A monumental discovery in central Bolivia is reshaping scientific understanding of life in South America during the final days of the Cretaceous.
An international team of paleontologists has documented 16,600 dinosaur footprints in Toro Toro National Park—the largest collection of theropod tracks ever recorded.
The exceptional abundance and preservation of these footprints suggest the existence of an ancient natural route that once connected what is now southern Peru with northwestern Argentina, used by creatures ranging from ten-meter giants to tiny, chicken-sized theropods.
For generations, local communities crafted legends around the massive three-toed impressions scattered across the Bolivian highlands. Some believed they had been left by supernatural beasts capable of clawing through solid rock.
But scientific investigations beginning in the 1960s dispelled these myths, revealing instead that the tracks were made by bipedal dinosaurs that crossed ancient wetlands roughly 66 million years ago, when the region featured rivers, lakes, and thick sediment deposits.
The recent study, published in the peer-reviewed journal PLOS One, comes after six years of systematic fieldwork by researchers from Loma Linda University, led by Spanish paleontologist Raúl Esperante.
The team meticulously documented thousands of well-preserved footprints, most of them belonging to theropods—the carnivorous lineage that includes Tyrannosaurus rex. According to coauthor Roberto Biaggi, “there is no place in the world with such an abundance of theropod tracks.”
Beyond the walking trails, the scientists identified 1,378 marks made during attempts by the dinosaurs to swim. These impressions were created when the animals clawed the soft lakebed sediment just before water levels rose, sealing their traces beneath protective layers.
For many experts, the state of preservation in Toro Toro provides a remarkably detailed window into the behavior of dinosaurs at the end of the Cretaceous.
Despite surviving intact for millions of years, the tracks have only recently been shielded from human activity.

Farmers once used the plateaus as threshing grounds for corn and wheat. Quarry workers blasted nearby rock formations without realizing they were destroying fossil surfaces. And only two years ago, a road construction crew nearly eliminated a major footprint site before the national park intervened. While protection measures have improved, scientists warn that the area remains vulnerable.
Strikingly, despite the vast number of tracks, skeletal remains are almost nonexistent in the region. This contrasts sharply with fossil-rich areas such as Patagonia in Argentina.
Experts propose two explanations: human disturbance likely destroyed some fossils, but more importantly, the dinosaurs may not have lived permanently in what is now Bolivia.

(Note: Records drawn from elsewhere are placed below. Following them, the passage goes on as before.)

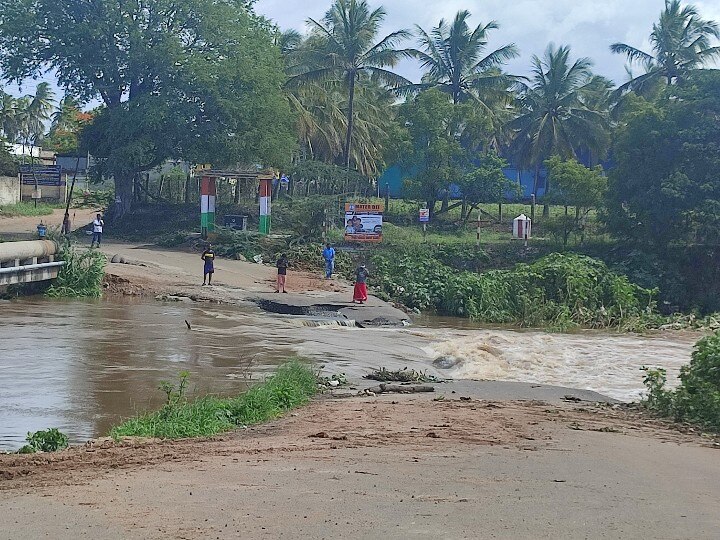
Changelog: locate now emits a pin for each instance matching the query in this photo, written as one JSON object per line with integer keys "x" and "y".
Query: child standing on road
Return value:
{"x": 360, "y": 292}
{"x": 329, "y": 256}
{"x": 282, "y": 265}
{"x": 98, "y": 224}
{"x": 209, "y": 257}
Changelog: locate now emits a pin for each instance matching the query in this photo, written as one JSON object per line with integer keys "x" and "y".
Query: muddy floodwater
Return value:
{"x": 82, "y": 366}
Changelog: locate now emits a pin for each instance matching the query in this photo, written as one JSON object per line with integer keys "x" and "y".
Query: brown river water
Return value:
{"x": 82, "y": 366}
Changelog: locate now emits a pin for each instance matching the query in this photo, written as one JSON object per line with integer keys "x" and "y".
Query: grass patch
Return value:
{"x": 292, "y": 385}
{"x": 559, "y": 291}
{"x": 27, "y": 209}
{"x": 81, "y": 276}
{"x": 400, "y": 375}
{"x": 697, "y": 399}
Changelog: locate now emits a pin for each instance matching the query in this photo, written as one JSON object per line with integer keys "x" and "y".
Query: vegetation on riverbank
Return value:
{"x": 697, "y": 398}
{"x": 81, "y": 276}
{"x": 27, "y": 209}
{"x": 292, "y": 385}
{"x": 559, "y": 291}
{"x": 49, "y": 440}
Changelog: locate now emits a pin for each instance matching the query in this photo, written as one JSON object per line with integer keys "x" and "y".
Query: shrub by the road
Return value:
{"x": 697, "y": 398}
{"x": 49, "y": 440}
{"x": 81, "y": 276}
{"x": 292, "y": 385}
{"x": 558, "y": 291}
{"x": 26, "y": 209}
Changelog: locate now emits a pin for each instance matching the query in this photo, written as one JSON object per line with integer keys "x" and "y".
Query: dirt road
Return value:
{"x": 397, "y": 467}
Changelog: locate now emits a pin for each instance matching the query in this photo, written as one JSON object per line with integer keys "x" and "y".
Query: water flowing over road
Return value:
{"x": 82, "y": 366}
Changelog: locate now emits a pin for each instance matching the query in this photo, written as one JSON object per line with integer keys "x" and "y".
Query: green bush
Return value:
{"x": 559, "y": 290}
{"x": 292, "y": 385}
{"x": 50, "y": 440}
{"x": 27, "y": 209}
{"x": 697, "y": 398}
{"x": 81, "y": 276}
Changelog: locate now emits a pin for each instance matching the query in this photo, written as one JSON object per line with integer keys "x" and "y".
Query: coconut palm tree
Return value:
{"x": 559, "y": 115}
{"x": 9, "y": 117}
{"x": 34, "y": 111}
{"x": 681, "y": 43}
{"x": 456, "y": 60}
{"x": 344, "y": 48}
{"x": 322, "y": 123}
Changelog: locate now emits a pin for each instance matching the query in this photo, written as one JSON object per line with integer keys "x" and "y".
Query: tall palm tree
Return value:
{"x": 559, "y": 115}
{"x": 344, "y": 47}
{"x": 456, "y": 61}
{"x": 681, "y": 43}
{"x": 9, "y": 117}
{"x": 322, "y": 123}
{"x": 35, "y": 111}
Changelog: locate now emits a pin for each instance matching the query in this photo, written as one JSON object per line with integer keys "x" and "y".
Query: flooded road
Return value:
{"x": 82, "y": 366}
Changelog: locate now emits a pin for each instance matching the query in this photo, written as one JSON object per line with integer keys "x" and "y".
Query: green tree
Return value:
{"x": 557, "y": 116}
{"x": 344, "y": 48}
{"x": 486, "y": 183}
{"x": 67, "y": 123}
{"x": 441, "y": 140}
{"x": 681, "y": 44}
{"x": 573, "y": 184}
{"x": 9, "y": 118}
{"x": 198, "y": 80}
{"x": 665, "y": 189}
{"x": 456, "y": 61}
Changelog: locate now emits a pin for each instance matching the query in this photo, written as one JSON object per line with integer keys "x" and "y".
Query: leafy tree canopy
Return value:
{"x": 573, "y": 184}
{"x": 441, "y": 140}
{"x": 198, "y": 80}
{"x": 665, "y": 188}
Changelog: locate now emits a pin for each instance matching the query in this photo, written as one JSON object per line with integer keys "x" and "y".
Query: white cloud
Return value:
{"x": 588, "y": 26}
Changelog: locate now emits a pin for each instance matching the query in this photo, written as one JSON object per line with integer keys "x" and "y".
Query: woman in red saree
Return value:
{"x": 360, "y": 293}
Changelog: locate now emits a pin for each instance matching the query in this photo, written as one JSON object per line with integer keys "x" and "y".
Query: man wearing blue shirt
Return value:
{"x": 329, "y": 256}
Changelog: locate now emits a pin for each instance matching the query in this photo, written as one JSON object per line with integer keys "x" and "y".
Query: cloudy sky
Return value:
{"x": 588, "y": 26}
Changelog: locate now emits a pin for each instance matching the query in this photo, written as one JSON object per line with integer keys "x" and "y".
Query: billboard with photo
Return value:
{"x": 363, "y": 222}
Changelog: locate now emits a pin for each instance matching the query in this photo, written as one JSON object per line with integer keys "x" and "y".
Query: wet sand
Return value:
{"x": 389, "y": 466}
{"x": 509, "y": 461}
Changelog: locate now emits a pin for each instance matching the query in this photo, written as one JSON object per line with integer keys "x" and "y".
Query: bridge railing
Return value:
{"x": 32, "y": 260}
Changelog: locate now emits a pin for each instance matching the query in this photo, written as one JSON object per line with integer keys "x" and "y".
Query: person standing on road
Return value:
{"x": 98, "y": 224}
{"x": 360, "y": 292}
{"x": 209, "y": 257}
{"x": 66, "y": 227}
{"x": 282, "y": 264}
{"x": 329, "y": 256}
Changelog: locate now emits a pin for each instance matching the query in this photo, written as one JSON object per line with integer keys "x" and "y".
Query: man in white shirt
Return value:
{"x": 97, "y": 230}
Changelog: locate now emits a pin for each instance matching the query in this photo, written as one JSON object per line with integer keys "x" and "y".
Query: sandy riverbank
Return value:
{"x": 155, "y": 271}
{"x": 393, "y": 466}
{"x": 512, "y": 460}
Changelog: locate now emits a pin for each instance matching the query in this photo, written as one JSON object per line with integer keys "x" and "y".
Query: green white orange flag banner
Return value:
{"x": 265, "y": 192}
{"x": 207, "y": 205}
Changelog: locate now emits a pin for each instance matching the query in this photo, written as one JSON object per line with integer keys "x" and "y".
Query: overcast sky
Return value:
{"x": 588, "y": 26}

Instead, the uniform distribution of footprints suggests the area functioned as a natural corridor—a prehistoric highway followed by migrating animals moving seasonally from Peru toward Argentina, tracking the shifting shorelines of an ancient lake.
Footprint sizes reinforce this interpretation. Massive theropods measuring about ten meters tall traveled alongside tiny individuals only 32 centimeters high at the hip.
This diversity, captured in a single sediment layer, offers unique evidence of group movement and social dynamics. For paleontologists, it provides valuable insight into dinosaur migration patterns and ecosystem interactions just before the asteroid impact that wiped out 75 percent of life on Earth.
Researchers emphasize that footprints allow them to reconstruct details impossible to obtain from bones alone. Speed changes, sudden turns, stops, hesitations—each behavior is etched into the rock.
According to Anthony Romilio of the University of Queensland, the tracks “reveal what skeletons cannot,” offering a dynamic, moment-by-moment record of the animals’ presence.
Why did dinosaurs flock to this windswept plateau? Some scientists believe it was a freshwater lake environment that offered seasonal resources. Others suggest they may have been fleeing environmental change or seeking new territory.
What is certain is that the site is far from fully explored. Researchers suspect that thousands of additional tracks lie hidden along the outskirts of the exposed rock formations. As Biaggi notes, “this investigation will continue for years; we’re only seeing the surface of what Toro Toro has to offer.”